Regulator Ofcom says that most consumers do not have a clue when their contract ends or what happens next.
It suspects more than 20 million people are out of their minimum contract period. And if you are one of them, it could be costing you.
When deals end
Providers rarely tell customers their contract is nearly up. That is because most have a provision where there is an automatic price increase when it ends.
For instance, Ofcom says that customers with a landline and broadband deal typically pay 20per cent more after their contract ends.
Consumers with mobile phone contracts can also suffer greatly.
A reader called Harrison, from Southend in Essex, told me that when his mobile contract ended in February the provider continued to charge him for his handset.

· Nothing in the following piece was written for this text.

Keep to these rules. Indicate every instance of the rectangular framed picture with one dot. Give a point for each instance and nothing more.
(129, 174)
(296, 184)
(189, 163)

He was furious as he had already paid this off during the initial contract period. He then found out he could have avoided it if he had switched to a sim-only deal.
Steps you can take
The first step to take is to find out if your contract has come to an end and, if it has not, to note when it does. You should then shop around to see if there is a better deal on the market.
If there is, you can ask your supplier if they can match it. By doing this, you will almost certainly save yourself a heap of money.
New Ofcom rules
Ofcom has proposed new rules this week to combat this increasing issue faced by consumers.
Under these new rules, UK providers will have an obligation to alert their customers when they are nearing the end of their contracts. They will also have an obligation to inform customers how much they could save by switching providers.
While this is great news for consumers, I am not getting excited yet because it is still a proposal. There could be a long way to go.
Let us hope the proposal is turned into a concrete rule and that it is implemented soon.
Meanwhile, make a diary note of your contract expiry dates – and start shopping around.